One of the inequalities between men and women that is still of social importance is the wage gap. According to UN Women, women are only paid 77 cents for every dollar a man makes on a global level and the gap is even bigger when it comes to working mothers. This is a fundamental cause when it comes to the wage gap between men and women.
Data shows that those of the world’s population who are of age to work and that form part of the active community, 49.6% of them are women, and 76.1% are men. Even though millions of women have been able to obtain jobs in the last few decades thanks to globalization, these figures show a massive gap which women rights organizations are currently still trying to close.
Women represent half of the world’s population, and should be able to have access to decent paying jobs. There should also be policies and regulations in place to help combat inequality between genders.
In terms of maternity or paternity leave around the world, only 63 countries comply with the norms established by The International Labor Organization (ILO), which have indicated that mothers should be able to enjoy at least 14 weeks of paid maternity leave.
Though different countries have adopted some forms of policies for this, barely 28% of the feminine labor force around the world is granted paid maternity leave.
The topic of unemployment is also a challenge. Globally, women are more likely to be unemployed compared to men.
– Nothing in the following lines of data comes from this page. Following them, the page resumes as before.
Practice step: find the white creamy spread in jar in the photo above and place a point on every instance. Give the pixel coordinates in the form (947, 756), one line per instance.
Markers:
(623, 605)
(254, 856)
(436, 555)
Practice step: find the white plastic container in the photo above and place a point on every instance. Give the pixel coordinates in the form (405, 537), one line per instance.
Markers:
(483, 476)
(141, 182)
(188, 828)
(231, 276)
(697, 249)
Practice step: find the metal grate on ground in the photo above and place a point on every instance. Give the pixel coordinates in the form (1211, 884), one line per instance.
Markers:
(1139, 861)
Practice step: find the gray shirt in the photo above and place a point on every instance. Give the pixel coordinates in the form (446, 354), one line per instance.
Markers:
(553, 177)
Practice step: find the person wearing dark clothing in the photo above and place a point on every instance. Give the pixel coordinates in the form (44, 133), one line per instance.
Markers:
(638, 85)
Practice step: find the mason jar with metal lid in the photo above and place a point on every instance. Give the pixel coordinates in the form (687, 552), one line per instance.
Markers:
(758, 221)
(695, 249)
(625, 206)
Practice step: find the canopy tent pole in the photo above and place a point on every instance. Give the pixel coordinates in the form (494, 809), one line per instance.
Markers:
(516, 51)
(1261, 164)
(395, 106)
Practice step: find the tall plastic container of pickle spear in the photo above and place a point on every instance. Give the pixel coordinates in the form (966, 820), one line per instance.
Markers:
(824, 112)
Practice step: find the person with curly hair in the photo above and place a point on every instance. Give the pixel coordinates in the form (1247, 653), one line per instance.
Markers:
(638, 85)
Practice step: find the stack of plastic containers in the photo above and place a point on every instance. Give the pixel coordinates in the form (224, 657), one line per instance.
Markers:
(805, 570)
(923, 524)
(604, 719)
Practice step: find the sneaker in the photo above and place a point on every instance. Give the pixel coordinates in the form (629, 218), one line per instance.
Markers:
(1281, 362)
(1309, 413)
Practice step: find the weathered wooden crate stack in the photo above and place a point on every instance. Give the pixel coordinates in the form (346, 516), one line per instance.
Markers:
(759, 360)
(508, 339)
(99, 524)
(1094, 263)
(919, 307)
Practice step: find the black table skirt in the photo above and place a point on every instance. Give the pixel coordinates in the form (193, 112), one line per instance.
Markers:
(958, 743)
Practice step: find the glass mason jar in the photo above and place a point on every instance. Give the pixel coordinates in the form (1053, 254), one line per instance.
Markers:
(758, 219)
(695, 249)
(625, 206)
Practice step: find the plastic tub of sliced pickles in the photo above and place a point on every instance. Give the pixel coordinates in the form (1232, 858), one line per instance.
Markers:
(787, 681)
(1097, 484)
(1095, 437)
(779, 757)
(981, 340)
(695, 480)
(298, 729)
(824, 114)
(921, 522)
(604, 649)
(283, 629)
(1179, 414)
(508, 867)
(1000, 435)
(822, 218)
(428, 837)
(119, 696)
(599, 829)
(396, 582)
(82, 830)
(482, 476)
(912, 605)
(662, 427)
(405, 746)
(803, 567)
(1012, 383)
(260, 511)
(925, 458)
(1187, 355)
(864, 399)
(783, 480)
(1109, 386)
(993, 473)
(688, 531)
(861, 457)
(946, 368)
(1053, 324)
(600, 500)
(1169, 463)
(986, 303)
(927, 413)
The figure for global unemployment is at 5.8%, of which 5.5% is men and 6.2% is women.
In connection with International Women’s Day, the minister of Labor, Energy and Intergrity, Mr. Glenbert Croes, published the most recent data by the Department of Labor and Investigation (DOA) on women in the labor market on Aruba on the Facebook page of the cabinet of Prime Minister Wever-Croes.
According to the data, the figure for unemployment amongst women has dropped to 6.6% in 2022, compared to the 9.7% registered back in 2021.
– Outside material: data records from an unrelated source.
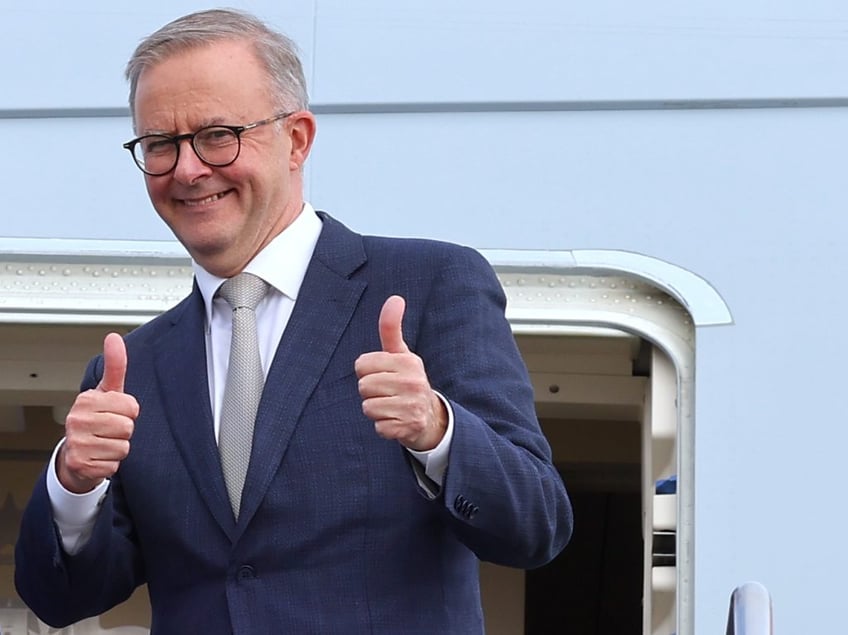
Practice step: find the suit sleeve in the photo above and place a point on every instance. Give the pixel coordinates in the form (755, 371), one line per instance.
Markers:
(62, 589)
(502, 495)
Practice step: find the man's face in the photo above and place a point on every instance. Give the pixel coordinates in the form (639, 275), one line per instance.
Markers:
(223, 215)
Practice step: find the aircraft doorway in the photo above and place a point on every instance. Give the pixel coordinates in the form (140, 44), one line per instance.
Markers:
(606, 401)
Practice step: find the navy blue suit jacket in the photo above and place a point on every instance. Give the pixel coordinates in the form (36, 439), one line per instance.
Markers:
(335, 534)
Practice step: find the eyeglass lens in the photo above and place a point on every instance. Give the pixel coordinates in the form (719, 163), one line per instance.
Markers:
(215, 145)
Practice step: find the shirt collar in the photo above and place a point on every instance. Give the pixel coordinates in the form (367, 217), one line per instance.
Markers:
(282, 263)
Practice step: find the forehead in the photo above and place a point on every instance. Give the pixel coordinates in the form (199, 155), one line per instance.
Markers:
(219, 82)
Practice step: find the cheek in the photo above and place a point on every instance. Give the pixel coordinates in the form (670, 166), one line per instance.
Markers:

“Today, DAO wishes to give attention to the essential contribution by women to the economy of Aruba. As a country, we have a duty to take necessary actions to achieve the Sustainable Development Goals (SDG’s), in which one goal calls for the equality for women,” the statement expressed.
SDG’s consist of 17 goals that aim to bring sustainable development in countries around the world. On International Women’s Day, DAO ratified the importance of SDG #5 (Gender Equality) and SDG #8 (Decent Work and Economic Growth).
The statement by Minister Glenbert Croes indicated that this year, the ILO and the UN have decided that the theme for this year’s celebration is “DigitALL”. This theme represents the importance of technology for the equality between genders.
“Innovation, technological changes and education in this new digital era is important and emphasis has been placed on women to participate more in STEM careers in order to also form part of careers concerning innovations,” he expressed.
He further explained that gender inequality is produced in different ways and in different scenarios. For women, besides having to work a full-time job, they are often times also the main caretakers at home. For women with full-time jobs, this phenomenon is referred to as a second shift, seeing as there is also work to be done when they get home.
He also added that for many decades, the social values and norms imposed on the genders have created an imbalance in the family dynamic, where women are investing more time in taking care of the family and home compared to men. According to data from the UN, women in developed countries are investing on average approximately 90 minutes more in every-day house work compared to men.
The data from the DAO indicates that the figure of unemployment for women have dropped from the 9.7% in 2021 to 6.6% in 2021; the working female population have seen a growth in 2022 compared to the previous year. Of all labor contracts for an indefinite amount of time, 53% of these represent women working 6 days a week. 1 in 3 women are employed in the hospitality and food sector, which is the largest employment sector on the island. The average salary for a working woman in the private sector is 3,257.77 Florins. The rate of participation from women has dropped from 57.9% in 2021 to 56.7% in 2022 compared to the rate of participation from men that was at 62.5% in 2022.